Elle s'est retapé et m'a fait une première pouliche très mignonne que l'on a vendu à un amateur. Puis, elle a joué de malchance. Soit, elle ne remplissait pas, soit elle faisait des jumeaux collés. Mais on continuait parce que je m'y étais attachée. En 13 ans, elle n' a fait que deux  poulains!" Agnès Grosz s'est obstinée car Rita était la fille d'Ardente, une très bonne jument. Un jour, l'éleveuse a vu Dollar du Mûrier à la télévision. "Quelle galopade! J'ai eu le coup de foudre, raconte-elle. C'était vraiment l'étalon qu'il fallait pour Rita. La jument  a pris du premier coup et... ce n'était pas des jumeaux!".
Myrtille est née. Une crevette toute velue! Mon premier garçon était déçu. "C'est une ponette!" disait-il.

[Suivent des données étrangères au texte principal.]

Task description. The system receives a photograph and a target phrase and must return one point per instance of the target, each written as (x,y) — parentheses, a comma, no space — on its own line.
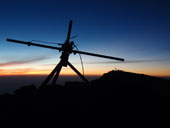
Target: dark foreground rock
(116,92)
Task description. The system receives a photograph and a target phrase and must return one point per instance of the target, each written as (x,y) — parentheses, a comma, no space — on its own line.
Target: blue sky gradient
(137,30)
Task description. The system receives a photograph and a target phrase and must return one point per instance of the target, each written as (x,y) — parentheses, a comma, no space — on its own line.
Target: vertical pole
(69,31)
(46,81)
(78,73)
(56,75)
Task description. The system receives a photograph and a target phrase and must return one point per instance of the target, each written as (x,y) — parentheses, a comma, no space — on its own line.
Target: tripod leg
(78,73)
(56,75)
(51,74)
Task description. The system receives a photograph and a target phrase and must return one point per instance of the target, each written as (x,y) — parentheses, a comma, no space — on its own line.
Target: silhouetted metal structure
(67,49)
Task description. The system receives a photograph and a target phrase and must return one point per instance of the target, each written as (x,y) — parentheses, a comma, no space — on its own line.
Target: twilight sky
(136,30)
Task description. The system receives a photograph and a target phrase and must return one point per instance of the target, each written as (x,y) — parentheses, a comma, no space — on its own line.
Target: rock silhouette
(115,91)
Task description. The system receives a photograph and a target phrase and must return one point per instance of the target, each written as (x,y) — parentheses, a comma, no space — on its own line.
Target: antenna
(67,49)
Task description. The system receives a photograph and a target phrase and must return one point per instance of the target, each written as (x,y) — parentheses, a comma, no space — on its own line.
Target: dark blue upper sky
(137,30)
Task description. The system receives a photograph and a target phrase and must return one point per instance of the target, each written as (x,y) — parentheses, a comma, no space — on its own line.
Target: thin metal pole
(78,73)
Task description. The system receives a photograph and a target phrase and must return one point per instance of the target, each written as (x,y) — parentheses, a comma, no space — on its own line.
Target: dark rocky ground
(116,93)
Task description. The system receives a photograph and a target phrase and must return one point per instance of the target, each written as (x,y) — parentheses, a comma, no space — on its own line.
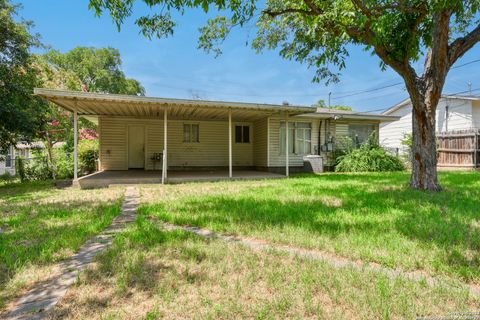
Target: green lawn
(41,225)
(372,217)
(152,274)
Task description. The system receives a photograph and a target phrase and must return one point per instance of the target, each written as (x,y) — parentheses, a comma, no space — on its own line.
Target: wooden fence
(459,149)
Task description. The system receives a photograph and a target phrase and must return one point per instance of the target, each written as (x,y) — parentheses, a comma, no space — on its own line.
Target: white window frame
(9,158)
(190,131)
(242,125)
(297,132)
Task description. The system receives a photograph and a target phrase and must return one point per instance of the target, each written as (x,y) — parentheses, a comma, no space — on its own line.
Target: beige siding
(461,116)
(341,129)
(260,152)
(277,159)
(212,150)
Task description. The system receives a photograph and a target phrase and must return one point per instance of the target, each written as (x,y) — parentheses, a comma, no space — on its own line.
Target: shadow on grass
(368,205)
(24,191)
(41,234)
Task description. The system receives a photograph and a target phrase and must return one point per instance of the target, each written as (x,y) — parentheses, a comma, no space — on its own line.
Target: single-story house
(454,113)
(174,136)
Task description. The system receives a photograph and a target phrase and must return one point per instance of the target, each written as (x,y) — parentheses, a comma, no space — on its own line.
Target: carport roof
(95,104)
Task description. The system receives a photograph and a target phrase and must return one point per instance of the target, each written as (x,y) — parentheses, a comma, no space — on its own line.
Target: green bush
(63,164)
(38,168)
(20,169)
(369,158)
(6,178)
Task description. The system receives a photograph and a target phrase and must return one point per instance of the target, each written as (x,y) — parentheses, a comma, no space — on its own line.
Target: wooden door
(136,147)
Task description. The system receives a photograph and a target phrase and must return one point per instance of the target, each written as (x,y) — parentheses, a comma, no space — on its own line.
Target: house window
(191,132)
(299,138)
(359,133)
(8,158)
(242,134)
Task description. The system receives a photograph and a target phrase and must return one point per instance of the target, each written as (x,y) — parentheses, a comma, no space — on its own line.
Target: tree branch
(273,14)
(461,45)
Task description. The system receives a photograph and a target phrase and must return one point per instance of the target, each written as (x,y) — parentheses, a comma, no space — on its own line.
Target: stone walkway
(45,295)
(332,259)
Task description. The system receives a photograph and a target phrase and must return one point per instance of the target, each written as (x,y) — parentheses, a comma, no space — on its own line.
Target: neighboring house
(453,113)
(23,149)
(134,130)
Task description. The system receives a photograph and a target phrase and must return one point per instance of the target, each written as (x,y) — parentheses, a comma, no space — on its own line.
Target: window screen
(191,133)
(242,134)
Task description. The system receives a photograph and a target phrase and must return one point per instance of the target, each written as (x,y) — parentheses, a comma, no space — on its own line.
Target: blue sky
(175,68)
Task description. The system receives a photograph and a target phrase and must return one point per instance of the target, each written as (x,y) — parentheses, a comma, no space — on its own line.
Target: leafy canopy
(86,68)
(93,69)
(316,32)
(21,114)
(321,104)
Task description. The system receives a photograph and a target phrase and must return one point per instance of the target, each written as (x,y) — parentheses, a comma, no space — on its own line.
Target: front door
(136,147)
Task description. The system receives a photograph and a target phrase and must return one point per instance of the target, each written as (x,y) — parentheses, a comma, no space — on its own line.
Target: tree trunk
(424,146)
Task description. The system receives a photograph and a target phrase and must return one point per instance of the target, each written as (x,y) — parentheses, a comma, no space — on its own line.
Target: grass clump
(41,225)
(374,217)
(149,273)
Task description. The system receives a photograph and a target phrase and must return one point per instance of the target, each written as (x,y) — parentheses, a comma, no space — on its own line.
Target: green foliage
(63,164)
(407,140)
(20,168)
(343,146)
(318,33)
(6,178)
(321,104)
(98,69)
(21,114)
(369,158)
(88,155)
(38,169)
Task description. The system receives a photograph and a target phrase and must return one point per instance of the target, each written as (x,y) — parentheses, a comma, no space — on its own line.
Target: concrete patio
(106,178)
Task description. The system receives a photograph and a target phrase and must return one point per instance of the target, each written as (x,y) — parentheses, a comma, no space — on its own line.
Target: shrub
(369,158)
(38,168)
(63,164)
(20,169)
(6,177)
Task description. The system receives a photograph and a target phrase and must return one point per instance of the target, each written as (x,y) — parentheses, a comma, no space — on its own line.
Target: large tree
(320,33)
(82,68)
(21,114)
(98,70)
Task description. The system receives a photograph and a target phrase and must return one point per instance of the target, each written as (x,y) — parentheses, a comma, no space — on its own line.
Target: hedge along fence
(459,149)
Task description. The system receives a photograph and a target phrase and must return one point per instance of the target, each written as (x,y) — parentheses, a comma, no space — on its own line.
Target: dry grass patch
(374,217)
(151,274)
(42,225)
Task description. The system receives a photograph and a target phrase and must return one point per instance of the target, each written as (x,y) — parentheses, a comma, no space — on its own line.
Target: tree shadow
(43,234)
(369,206)
(18,191)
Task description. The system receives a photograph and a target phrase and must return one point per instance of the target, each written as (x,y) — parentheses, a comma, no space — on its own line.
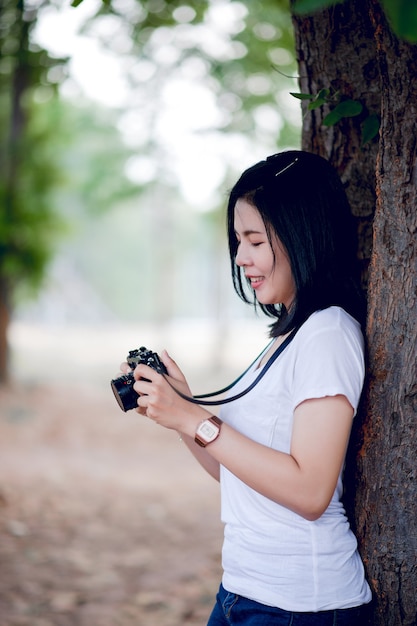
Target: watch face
(208,431)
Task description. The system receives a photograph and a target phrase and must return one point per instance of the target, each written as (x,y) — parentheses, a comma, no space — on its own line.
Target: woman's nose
(242,258)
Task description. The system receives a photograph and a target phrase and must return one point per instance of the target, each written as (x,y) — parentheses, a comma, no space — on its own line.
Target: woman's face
(271,278)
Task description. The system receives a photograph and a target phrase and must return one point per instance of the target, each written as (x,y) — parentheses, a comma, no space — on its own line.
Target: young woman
(289,556)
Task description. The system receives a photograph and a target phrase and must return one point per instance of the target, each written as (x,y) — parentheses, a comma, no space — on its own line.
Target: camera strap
(199,399)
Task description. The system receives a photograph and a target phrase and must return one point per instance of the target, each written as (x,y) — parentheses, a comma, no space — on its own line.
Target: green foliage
(342,108)
(401,14)
(252,64)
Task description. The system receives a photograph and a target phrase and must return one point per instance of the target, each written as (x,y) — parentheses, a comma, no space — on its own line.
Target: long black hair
(301,199)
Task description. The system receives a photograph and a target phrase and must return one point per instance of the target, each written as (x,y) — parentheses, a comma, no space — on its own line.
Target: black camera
(122,387)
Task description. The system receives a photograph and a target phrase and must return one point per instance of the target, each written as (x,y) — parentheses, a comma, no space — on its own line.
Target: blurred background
(123,125)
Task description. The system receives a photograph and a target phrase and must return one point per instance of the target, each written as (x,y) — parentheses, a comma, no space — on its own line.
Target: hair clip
(286,167)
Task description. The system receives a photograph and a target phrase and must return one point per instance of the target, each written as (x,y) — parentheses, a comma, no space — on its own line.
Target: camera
(122,387)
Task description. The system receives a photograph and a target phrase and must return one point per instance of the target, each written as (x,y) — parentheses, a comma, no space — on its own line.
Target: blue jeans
(233,610)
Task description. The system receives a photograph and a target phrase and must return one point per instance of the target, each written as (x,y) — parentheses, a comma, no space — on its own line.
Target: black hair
(301,199)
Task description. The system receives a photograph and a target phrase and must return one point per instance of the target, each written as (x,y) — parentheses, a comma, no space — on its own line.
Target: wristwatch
(208,431)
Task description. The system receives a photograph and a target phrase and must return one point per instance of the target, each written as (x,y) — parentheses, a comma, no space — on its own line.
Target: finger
(171,365)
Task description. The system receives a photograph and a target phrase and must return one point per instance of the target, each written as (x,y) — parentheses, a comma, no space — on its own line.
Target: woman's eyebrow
(246,233)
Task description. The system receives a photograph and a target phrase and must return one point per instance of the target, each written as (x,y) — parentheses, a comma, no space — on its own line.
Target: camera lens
(124,393)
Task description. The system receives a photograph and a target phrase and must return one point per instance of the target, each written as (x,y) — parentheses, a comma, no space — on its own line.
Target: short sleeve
(330,359)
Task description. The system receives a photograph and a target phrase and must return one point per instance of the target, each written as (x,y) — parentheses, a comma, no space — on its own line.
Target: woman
(289,556)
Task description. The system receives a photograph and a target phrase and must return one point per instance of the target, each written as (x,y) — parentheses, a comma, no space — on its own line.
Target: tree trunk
(4,324)
(386,495)
(336,51)
(351,48)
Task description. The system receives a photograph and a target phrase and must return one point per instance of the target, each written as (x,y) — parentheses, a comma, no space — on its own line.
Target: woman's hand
(159,401)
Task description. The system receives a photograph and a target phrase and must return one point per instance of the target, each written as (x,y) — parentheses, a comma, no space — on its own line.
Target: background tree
(27,167)
(350,51)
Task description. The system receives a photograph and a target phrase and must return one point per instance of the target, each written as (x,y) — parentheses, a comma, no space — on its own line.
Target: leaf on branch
(302,96)
(304,7)
(402,17)
(346,108)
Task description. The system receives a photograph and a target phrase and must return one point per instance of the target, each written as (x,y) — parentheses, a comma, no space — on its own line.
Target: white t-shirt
(271,554)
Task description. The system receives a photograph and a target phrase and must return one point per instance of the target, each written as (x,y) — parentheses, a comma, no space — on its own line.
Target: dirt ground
(105,519)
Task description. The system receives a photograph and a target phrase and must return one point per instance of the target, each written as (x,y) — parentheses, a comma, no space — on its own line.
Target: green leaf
(402,15)
(302,96)
(305,7)
(370,128)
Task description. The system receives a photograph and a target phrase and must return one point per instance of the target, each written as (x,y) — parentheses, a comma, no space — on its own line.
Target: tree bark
(336,51)
(350,47)
(386,495)
(4,324)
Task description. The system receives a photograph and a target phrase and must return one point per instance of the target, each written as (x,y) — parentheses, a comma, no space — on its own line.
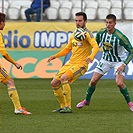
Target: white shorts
(104,66)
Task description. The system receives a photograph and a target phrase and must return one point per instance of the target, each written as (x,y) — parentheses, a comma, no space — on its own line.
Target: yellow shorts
(4,76)
(73,71)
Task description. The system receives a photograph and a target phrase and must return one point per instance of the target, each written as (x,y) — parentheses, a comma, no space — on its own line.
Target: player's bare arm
(88,60)
(51,58)
(121,68)
(18,66)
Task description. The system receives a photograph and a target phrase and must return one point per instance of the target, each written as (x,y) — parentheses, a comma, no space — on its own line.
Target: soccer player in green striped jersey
(114,44)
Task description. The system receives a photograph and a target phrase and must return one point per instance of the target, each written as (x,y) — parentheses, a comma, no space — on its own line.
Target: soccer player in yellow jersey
(77,65)
(5,78)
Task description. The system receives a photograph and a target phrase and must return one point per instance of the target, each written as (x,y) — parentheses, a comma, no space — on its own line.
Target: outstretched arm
(10,59)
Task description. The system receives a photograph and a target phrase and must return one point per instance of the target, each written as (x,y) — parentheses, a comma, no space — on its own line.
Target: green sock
(89,92)
(125,93)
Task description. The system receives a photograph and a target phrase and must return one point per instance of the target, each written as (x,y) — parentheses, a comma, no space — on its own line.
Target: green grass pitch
(107,113)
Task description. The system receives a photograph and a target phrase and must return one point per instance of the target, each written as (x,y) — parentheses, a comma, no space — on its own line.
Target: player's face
(110,25)
(2,24)
(79,21)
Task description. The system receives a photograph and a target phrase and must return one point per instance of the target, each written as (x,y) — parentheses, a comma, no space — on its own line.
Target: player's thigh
(103,67)
(116,66)
(4,76)
(62,71)
(76,71)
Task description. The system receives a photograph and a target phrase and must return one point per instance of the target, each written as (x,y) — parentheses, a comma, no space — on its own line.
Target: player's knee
(93,82)
(55,84)
(120,84)
(64,78)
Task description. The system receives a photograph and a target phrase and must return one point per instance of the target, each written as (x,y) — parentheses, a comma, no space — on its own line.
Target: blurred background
(65,9)
(31,43)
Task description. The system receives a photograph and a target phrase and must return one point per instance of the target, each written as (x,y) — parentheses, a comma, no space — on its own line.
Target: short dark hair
(2,17)
(111,16)
(81,14)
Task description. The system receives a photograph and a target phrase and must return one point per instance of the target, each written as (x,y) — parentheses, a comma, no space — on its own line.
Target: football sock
(89,92)
(13,94)
(125,93)
(58,92)
(67,93)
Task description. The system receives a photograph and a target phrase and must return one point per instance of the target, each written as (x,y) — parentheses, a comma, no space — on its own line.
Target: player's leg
(58,92)
(100,70)
(38,14)
(123,89)
(72,74)
(13,94)
(90,90)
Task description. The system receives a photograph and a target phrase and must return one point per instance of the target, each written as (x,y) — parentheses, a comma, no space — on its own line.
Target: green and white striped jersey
(115,46)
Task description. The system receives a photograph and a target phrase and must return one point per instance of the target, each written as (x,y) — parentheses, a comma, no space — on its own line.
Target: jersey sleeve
(93,43)
(66,50)
(127,45)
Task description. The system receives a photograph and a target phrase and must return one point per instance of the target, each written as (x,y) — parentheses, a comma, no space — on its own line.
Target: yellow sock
(58,92)
(13,94)
(67,93)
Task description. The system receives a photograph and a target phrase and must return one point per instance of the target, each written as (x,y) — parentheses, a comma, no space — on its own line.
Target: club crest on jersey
(107,46)
(79,44)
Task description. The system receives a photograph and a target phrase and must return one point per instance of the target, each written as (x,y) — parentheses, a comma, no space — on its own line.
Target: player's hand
(51,58)
(121,69)
(18,66)
(88,60)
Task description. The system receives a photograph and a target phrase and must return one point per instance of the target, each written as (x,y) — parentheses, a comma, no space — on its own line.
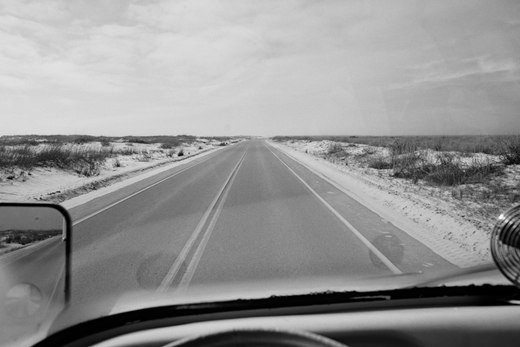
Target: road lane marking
(190,271)
(182,258)
(360,236)
(139,192)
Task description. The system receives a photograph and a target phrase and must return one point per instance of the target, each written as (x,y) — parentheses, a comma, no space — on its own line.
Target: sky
(249,67)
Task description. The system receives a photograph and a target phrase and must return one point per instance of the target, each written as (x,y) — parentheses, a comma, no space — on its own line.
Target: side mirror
(35,246)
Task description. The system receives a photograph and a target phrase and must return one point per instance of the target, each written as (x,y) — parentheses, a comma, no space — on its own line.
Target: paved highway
(247,212)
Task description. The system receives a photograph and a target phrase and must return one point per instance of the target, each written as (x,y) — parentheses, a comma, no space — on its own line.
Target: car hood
(480,275)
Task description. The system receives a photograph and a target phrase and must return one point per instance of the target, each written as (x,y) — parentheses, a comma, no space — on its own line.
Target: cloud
(265,63)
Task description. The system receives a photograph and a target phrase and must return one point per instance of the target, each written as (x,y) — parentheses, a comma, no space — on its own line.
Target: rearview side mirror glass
(34,266)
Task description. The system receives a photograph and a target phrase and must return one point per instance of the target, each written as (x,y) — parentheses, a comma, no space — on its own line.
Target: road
(247,212)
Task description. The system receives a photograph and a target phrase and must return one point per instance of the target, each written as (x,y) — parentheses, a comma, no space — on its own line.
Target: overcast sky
(259,67)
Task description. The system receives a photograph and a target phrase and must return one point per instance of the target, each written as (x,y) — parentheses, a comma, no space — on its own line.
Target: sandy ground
(52,184)
(455,222)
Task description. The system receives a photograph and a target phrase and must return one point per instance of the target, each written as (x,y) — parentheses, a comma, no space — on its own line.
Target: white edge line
(383,215)
(138,192)
(367,243)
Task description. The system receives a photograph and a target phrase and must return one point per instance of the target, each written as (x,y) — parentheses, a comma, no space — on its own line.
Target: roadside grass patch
(83,161)
(510,152)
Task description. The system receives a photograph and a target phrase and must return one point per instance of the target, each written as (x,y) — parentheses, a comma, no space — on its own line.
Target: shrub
(380,164)
(510,151)
(334,148)
(165,145)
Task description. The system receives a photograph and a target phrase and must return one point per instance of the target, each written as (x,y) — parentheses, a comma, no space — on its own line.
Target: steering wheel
(257,338)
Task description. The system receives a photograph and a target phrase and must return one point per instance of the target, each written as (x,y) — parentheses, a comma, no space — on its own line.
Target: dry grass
(488,144)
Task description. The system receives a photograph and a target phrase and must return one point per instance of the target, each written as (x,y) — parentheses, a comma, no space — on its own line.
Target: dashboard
(408,323)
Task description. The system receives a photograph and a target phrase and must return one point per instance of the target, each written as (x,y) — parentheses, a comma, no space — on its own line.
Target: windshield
(209,149)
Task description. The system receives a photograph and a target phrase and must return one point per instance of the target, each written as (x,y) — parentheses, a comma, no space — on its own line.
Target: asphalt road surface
(247,212)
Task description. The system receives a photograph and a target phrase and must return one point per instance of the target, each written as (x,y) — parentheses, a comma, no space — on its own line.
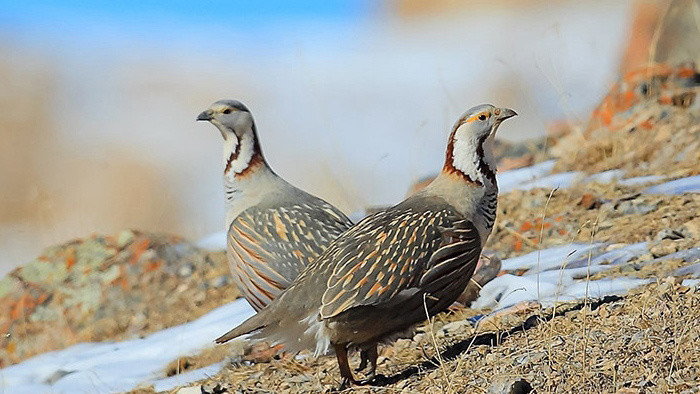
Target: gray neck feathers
(247,177)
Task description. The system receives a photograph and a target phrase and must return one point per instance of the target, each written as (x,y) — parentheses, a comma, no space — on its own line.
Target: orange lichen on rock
(655,83)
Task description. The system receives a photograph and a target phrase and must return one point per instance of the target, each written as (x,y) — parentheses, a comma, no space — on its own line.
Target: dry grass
(646,342)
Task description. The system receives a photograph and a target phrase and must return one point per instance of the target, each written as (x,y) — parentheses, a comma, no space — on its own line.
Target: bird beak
(506,113)
(205,115)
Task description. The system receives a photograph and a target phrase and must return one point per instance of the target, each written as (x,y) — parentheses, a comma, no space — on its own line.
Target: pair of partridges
(317,281)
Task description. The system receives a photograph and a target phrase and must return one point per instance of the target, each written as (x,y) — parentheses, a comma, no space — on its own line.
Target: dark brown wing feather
(395,251)
(269,247)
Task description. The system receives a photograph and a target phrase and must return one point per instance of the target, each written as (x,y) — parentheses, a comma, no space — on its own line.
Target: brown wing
(269,247)
(395,251)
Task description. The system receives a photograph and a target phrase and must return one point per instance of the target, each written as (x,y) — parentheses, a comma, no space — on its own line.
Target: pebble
(510,386)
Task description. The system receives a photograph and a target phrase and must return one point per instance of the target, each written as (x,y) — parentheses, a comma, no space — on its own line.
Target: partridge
(396,267)
(274,228)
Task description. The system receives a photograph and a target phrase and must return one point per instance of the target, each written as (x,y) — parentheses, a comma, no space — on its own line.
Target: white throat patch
(465,159)
(244,148)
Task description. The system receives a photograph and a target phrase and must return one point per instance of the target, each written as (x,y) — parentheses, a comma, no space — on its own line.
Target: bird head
(229,116)
(481,122)
(469,148)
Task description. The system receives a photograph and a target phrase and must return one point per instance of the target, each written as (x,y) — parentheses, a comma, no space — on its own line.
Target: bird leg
(341,353)
(368,355)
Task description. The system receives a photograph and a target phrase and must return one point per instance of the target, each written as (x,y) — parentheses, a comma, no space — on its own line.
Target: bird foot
(346,383)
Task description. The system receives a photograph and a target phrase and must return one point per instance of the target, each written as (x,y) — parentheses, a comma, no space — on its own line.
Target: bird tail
(253,323)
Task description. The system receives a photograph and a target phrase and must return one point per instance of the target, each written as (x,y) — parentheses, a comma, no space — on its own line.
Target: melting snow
(121,366)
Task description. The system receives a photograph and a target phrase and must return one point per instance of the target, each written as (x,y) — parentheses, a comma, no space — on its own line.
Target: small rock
(186,270)
(589,201)
(124,238)
(510,386)
(663,248)
(190,390)
(215,388)
(668,233)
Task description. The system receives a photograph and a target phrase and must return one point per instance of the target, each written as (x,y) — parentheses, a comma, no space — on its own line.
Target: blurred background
(353,99)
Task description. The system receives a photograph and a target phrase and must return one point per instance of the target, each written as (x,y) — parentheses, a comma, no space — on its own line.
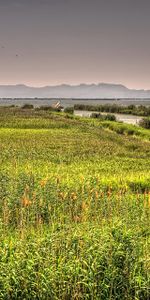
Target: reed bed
(75,210)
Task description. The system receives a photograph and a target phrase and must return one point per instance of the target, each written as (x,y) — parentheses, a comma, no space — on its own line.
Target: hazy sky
(46,42)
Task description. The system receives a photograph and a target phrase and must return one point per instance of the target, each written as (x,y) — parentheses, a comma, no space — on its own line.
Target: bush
(110,117)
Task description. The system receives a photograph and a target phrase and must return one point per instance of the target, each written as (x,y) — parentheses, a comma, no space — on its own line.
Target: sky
(50,42)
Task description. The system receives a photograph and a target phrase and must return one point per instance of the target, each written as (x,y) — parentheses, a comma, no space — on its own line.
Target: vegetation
(69,110)
(75,208)
(140,110)
(107,117)
(145,123)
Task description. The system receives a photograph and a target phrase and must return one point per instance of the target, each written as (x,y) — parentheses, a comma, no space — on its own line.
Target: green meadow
(74,208)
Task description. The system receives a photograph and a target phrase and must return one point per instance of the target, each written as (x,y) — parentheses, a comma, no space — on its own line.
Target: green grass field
(75,208)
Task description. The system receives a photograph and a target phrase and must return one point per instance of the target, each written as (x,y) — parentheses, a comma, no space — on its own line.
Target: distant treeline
(140,110)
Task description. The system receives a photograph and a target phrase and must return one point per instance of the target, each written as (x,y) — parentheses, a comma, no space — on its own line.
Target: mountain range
(92,91)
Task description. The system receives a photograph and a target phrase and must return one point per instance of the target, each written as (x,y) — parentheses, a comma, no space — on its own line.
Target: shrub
(110,117)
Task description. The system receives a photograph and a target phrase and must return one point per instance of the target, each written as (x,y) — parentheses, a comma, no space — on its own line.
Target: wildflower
(43,182)
(73,196)
(25,201)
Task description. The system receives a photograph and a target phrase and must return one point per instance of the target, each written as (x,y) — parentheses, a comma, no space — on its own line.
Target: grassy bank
(75,208)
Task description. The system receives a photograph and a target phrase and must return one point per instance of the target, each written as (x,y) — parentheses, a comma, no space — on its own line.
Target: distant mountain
(101,90)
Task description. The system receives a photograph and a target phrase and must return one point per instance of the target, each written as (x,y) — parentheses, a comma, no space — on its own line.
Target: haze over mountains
(101,90)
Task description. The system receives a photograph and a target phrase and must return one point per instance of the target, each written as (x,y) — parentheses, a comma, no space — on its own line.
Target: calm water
(129,119)
(71,102)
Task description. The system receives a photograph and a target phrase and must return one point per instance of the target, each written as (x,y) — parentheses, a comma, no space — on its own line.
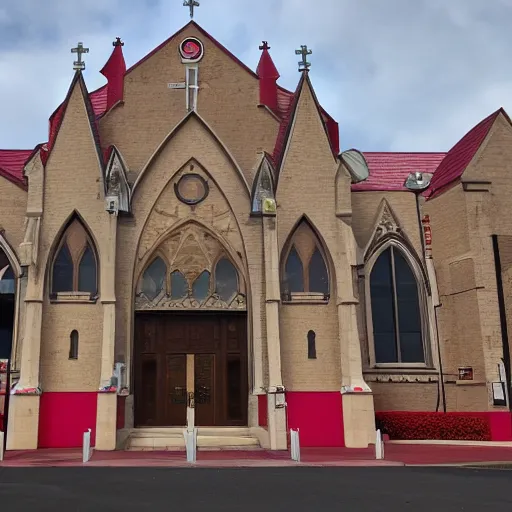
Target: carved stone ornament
(213,302)
(191,189)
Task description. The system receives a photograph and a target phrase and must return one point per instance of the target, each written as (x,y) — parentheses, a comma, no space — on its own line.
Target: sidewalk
(396,455)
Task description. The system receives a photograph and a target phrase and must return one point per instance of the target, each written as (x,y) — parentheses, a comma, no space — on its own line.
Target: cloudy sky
(398,75)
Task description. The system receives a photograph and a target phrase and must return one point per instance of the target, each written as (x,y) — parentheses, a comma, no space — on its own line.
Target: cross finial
(79,65)
(191,4)
(304,65)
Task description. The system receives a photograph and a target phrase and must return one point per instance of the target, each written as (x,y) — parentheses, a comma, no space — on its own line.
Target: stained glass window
(294,273)
(395,307)
(87,281)
(226,280)
(318,276)
(62,278)
(179,285)
(153,279)
(201,287)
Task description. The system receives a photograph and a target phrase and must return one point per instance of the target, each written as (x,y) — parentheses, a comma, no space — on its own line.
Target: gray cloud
(397,74)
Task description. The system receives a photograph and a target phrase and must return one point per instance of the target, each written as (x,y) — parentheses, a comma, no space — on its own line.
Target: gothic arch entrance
(7,318)
(190,362)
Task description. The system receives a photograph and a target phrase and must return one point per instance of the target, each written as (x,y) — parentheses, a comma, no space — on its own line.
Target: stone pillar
(276,415)
(22,432)
(107,400)
(358,408)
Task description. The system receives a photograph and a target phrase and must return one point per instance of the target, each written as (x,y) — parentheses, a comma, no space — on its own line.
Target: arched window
(305,268)
(7,281)
(75,265)
(179,285)
(201,286)
(226,280)
(153,279)
(395,307)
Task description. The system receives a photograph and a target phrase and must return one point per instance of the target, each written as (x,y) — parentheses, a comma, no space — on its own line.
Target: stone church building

Suite à des problèmes de santé, Agnès Grostz est obligée de vendre son élevage. Toutes les poulinières et leurs poulains trouvent acquéreurs sauf... Rita et Myrtille. "La pouliche n'était pas attachante. Une solitaire renfrognée avec les sourcils froncés, difficile à soigner. Quand on l'a fait sauter dans le rond, elle chargeait les barres avec hargne. Elle se mettait en colère". Myrtille vit au pré jusqu'à l'âge de trois ans. La veille des ventes Fences, elle se blesse dans son pré. Elle est donc vendue comme poulinière.
La suite, on la connait.... (Voir ....)

"Quand j'ai vu ses résultats, j'ai vraiment été surprise, poursuit l'éleveuse. Elle est bien tombée avec Jessica Kurten qui a su l'attendre et l'éduquer avec tact. Et maintenant, la voilà championne d'Europe sous la selle de Bosty. C'est mon rêve qui se réalise. Voir un cavalier comme lui la monter avec une telle entente, une telle fluidité. Elle était complètement différente et lui aussi. Tellement sereins, tous les deux! C'était l'état de grâce!"

En plus de l'élevage (pur-sang, trotteurs et selles français), le Haras du Paulois propose une écurie retraite. Les vieux chevaux y vivent heureux et bien soignés. Agnès se donne à fond pour accompagner ses "personnages vénérables qui ont tant à nous donner".